Oliver ficou vermelho, sua respiração acelerou, e começou a tremer pela boca e narinas, o que o Sr. Claypole interpretou como o indício de uma crise violenta de choro. O homem prosseguiu:
– Do que ela morreu, bastardo?
– De tristeza, foi o que a enfermeira me contou – Oliver parecia estar falando consigo mesmo.
– Tolo de corda, zangadinho, bastardo – falou Noah quando uma lágrima rolou pelo rosto de Oliver. – O que te fez ficar choroso agora?
– Chega – respondeu rispidamente. – Não diga mais nada sobre ela. Acho melhor não!
– Melhor não! Ora! Bastardo, não seja imprudente – continuou Noah, encorajado pelo silêncio do outro. – Fique sabendo que sua mãe era uma aventureira das piores.
– O que você disse?!
– Uma aventureira das piores, bastardo – respondeu Noah tranquilamente. – E foi melhor que tenha morrido, senão estava trabalhando duro em Bridewell4, ou mandada nos navios5, ou enforcada, o que é mais ou menos a mesma coisa, né?
Vermelho de raiva, Oliver se levantou, jogou mesa e cadeira para o lado, agarrou Noah pela garganta, o sacudiu com violência e, juntando todas as suas forças, derrubou-o no chão.
Um minuto atrás, o garoto parecia uma criança quieta, branda, abatida pelo tratamento duro que recebera. Mas seu vigor finalmente aflorou. O insulto cruel à sua mãe morta fez seu sangue ferver.
– Ele vai me matar! – soluçava Noah. – Charlotte! Senhora! Socorro! Oliver ficou maluco! Charlotteee!
Os berros de Noah foram respondidos por um grito de Charlotte, que correu para a cozinha, e um mais alto da Sra.
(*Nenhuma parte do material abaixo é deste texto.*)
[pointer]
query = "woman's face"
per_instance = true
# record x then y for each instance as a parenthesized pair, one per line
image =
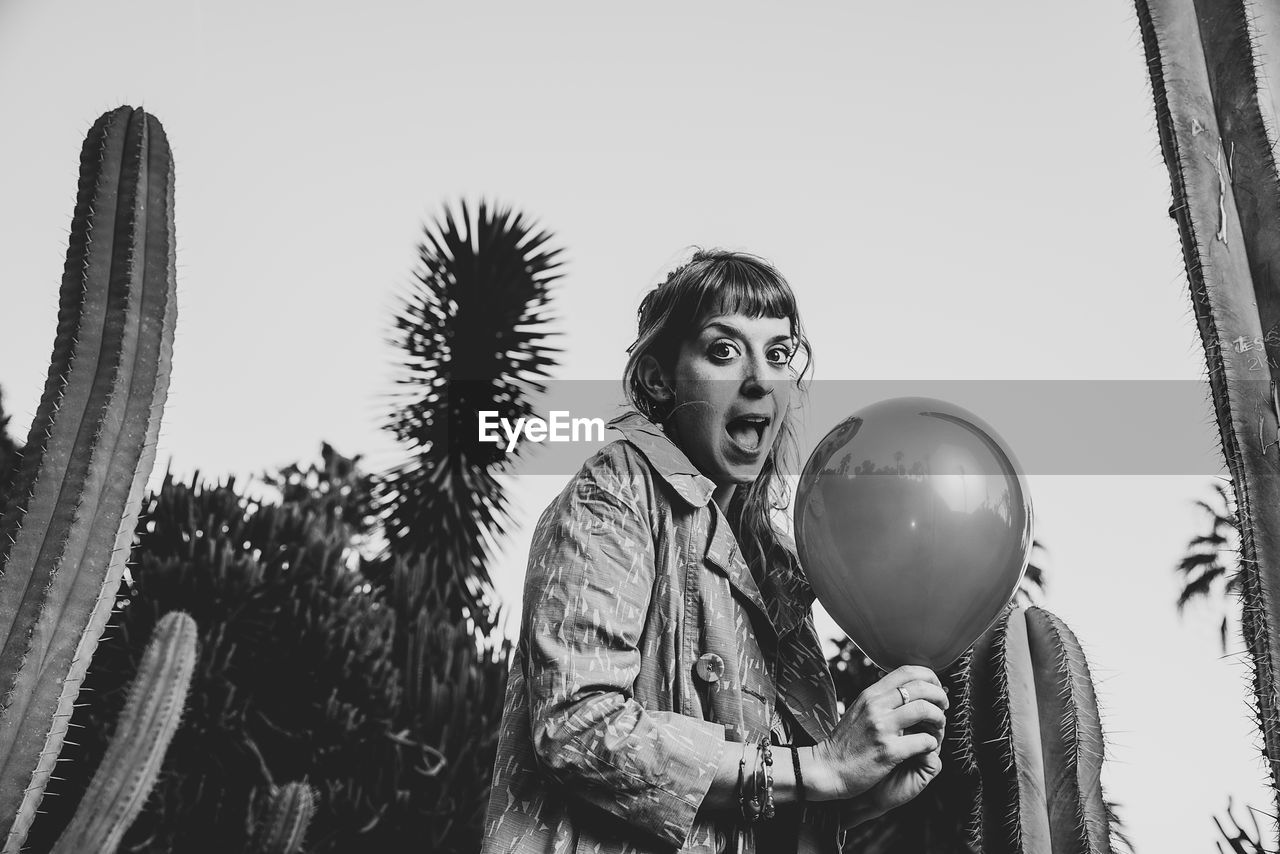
(732, 387)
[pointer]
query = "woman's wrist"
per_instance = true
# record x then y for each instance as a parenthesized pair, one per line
(858, 811)
(819, 777)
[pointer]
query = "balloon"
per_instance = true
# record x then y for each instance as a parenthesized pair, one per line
(914, 525)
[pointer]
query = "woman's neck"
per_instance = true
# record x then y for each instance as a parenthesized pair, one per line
(722, 496)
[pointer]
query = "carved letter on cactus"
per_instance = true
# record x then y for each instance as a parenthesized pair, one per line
(1214, 99)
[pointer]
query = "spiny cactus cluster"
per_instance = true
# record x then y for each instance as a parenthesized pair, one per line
(90, 451)
(283, 825)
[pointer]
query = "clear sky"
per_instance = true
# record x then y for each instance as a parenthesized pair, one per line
(956, 191)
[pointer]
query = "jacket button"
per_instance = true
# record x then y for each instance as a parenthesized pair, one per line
(709, 667)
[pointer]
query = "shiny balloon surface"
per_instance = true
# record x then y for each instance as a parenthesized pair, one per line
(914, 526)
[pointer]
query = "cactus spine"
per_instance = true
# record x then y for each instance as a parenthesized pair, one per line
(1212, 109)
(284, 821)
(1036, 739)
(132, 761)
(90, 450)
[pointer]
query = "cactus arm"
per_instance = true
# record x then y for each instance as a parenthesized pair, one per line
(1073, 749)
(1212, 106)
(1033, 725)
(132, 761)
(90, 451)
(1024, 735)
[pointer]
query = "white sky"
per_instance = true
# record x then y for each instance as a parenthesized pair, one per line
(956, 191)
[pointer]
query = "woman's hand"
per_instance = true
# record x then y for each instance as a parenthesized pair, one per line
(905, 781)
(872, 743)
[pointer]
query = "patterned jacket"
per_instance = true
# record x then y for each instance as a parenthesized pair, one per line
(645, 644)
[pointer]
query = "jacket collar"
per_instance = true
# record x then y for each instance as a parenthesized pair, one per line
(786, 597)
(666, 459)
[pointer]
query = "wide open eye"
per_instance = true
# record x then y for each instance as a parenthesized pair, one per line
(781, 355)
(722, 350)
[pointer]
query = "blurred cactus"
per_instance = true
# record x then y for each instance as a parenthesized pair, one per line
(471, 337)
(142, 734)
(295, 676)
(90, 451)
(1214, 106)
(10, 457)
(283, 825)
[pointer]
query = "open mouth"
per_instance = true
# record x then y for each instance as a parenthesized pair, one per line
(748, 430)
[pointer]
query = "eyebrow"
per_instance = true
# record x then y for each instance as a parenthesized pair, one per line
(735, 330)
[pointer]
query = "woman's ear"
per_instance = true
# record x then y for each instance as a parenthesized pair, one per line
(654, 379)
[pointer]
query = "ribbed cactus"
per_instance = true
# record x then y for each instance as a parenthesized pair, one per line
(1214, 104)
(142, 734)
(283, 825)
(1036, 740)
(90, 450)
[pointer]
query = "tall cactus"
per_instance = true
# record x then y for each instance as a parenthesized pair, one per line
(90, 450)
(142, 734)
(1214, 106)
(1036, 739)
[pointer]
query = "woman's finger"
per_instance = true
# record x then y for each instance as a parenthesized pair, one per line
(919, 712)
(909, 674)
(913, 744)
(918, 690)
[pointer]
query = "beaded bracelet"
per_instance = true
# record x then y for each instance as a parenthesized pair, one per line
(741, 784)
(795, 761)
(767, 754)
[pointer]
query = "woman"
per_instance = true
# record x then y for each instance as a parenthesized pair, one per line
(668, 692)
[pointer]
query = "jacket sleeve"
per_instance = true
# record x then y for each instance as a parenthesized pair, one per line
(586, 597)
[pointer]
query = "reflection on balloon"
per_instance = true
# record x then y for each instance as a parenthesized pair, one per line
(914, 525)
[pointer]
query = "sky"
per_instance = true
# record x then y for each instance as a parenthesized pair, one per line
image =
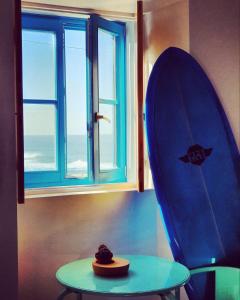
(39, 78)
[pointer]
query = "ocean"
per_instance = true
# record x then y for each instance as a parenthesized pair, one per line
(40, 154)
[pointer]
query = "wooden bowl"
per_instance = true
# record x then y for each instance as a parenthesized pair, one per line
(119, 267)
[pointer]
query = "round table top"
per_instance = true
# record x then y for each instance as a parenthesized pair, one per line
(147, 275)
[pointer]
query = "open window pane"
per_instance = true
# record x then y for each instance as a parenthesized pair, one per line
(76, 103)
(39, 137)
(39, 64)
(106, 64)
(107, 137)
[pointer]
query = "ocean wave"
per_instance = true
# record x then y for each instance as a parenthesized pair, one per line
(30, 166)
(31, 155)
(31, 163)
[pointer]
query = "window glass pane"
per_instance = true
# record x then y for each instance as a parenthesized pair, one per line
(39, 64)
(39, 137)
(107, 137)
(76, 108)
(106, 65)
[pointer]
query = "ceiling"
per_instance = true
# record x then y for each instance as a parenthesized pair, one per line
(126, 6)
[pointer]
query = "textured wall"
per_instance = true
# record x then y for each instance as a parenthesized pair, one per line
(8, 211)
(215, 43)
(57, 230)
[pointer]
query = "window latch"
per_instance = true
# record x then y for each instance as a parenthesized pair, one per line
(101, 117)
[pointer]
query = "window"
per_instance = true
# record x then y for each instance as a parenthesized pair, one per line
(74, 100)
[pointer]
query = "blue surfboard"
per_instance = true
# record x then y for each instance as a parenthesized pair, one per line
(195, 165)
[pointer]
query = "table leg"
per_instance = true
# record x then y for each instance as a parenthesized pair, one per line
(171, 296)
(79, 296)
(177, 293)
(63, 294)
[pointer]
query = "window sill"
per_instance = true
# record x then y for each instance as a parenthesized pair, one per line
(79, 190)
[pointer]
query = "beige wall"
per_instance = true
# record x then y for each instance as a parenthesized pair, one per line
(214, 42)
(8, 211)
(166, 24)
(53, 231)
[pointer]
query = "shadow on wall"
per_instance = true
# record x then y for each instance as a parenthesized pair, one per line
(166, 25)
(54, 231)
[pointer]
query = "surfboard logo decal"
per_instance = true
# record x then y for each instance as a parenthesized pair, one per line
(196, 155)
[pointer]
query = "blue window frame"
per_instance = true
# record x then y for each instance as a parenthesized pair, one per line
(74, 100)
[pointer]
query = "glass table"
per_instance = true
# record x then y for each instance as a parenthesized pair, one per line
(148, 275)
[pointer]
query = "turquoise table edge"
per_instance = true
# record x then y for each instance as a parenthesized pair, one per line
(177, 271)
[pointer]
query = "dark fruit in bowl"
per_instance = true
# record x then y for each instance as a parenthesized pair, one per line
(104, 255)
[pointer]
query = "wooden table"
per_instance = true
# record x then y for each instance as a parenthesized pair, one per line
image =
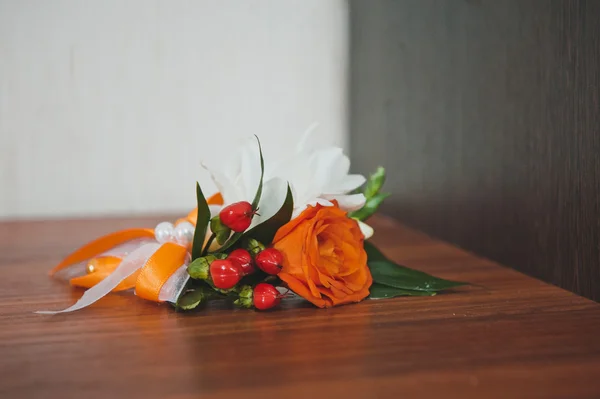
(509, 337)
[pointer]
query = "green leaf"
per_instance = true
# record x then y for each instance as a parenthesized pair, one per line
(201, 223)
(375, 182)
(190, 299)
(236, 236)
(370, 207)
(265, 232)
(220, 231)
(386, 272)
(380, 291)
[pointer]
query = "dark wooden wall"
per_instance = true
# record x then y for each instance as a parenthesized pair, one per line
(487, 116)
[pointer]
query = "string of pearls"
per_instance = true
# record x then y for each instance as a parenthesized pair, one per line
(182, 234)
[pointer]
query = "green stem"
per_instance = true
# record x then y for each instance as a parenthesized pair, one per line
(208, 244)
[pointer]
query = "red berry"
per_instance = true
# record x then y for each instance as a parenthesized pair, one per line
(237, 216)
(269, 260)
(225, 274)
(265, 296)
(243, 260)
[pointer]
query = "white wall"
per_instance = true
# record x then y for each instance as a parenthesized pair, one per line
(107, 105)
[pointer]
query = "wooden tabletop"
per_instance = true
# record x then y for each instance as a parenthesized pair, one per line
(510, 336)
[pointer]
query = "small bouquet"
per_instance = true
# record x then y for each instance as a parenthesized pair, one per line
(293, 226)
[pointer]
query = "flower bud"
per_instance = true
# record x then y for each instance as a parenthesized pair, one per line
(253, 246)
(245, 297)
(199, 268)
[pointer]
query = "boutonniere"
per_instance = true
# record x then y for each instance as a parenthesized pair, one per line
(293, 226)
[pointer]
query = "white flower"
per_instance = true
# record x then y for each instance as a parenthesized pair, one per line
(317, 175)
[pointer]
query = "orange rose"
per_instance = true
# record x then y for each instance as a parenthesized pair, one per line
(324, 258)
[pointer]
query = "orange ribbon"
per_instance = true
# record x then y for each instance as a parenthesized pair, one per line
(157, 270)
(149, 280)
(101, 245)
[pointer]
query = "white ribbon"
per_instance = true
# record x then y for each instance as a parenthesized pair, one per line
(130, 264)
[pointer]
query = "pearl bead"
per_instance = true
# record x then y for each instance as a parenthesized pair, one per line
(164, 232)
(184, 233)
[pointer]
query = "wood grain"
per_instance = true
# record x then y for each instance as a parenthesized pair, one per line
(486, 115)
(509, 336)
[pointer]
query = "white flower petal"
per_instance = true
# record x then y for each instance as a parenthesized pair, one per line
(271, 200)
(350, 202)
(366, 229)
(229, 191)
Sowerberry, que ficou parada na escada até ter certeza de que ninguém tinha morrido.
– Oh, desgraçado! – gritou Charlotte, empurrando Oliver com toda a sua força, que era bastante. – Seu in-gra-to, as-sas-si-no, bandido! – E, entre cada sílaba, Charlotte dava um forte soco em Oliver, acompanhado de um grito.
A Sra. Sowerberry entrou na cozinha e ajudou a segurá-lo com uma mão, enquanto arranhava seu rosto com a outra. Aproveitando-se da situação, Noah levantou-se e o espancou por trás.
Durou pouco tempo, e, quando estavam todos cansados de bater, levaram Oliver, debatendo-se e gritando, mas nem um pouco amedrontado, para o sujo porão e lá o trancaram. Feito isso, a Sra. Sowerberry afundou em uma cadeira e começou a chorar.
– Ah! Charlotte – falou a Sra. Sowerberry –, que bênção não termos morrido todos!
– Realmente, madame – foi a resposta. – Só espero que isso ensine o senhor a não acolher mais nenhuma dessas horríveis criaturas que nasceram para ser assassinos e ladrões. Pobre Noah! Estava quase morto quando eu entrei.
– Pobre garoto! – disse a Sra. Sowerberry, olhando com pena para o menino.
Noah esfregou os olhos com os punhos e fingiu algumas lágrimas e fungadas.
– Eis o que será feito! – exclamou a senhora. – O senhor não está em casa, não há um homem aqui, e ele pode derrubar aquela porta em dez minutos.
As batidas vigorosas de Oliver contra o pedaço de madeira em questão faziam dessa afirmação algo altamente provável.
– Corra até o Sr. Bumble, Noah, e diga-lhe que venha aqui rápido!
Noah não contestou e foi correndo o mais que pôde.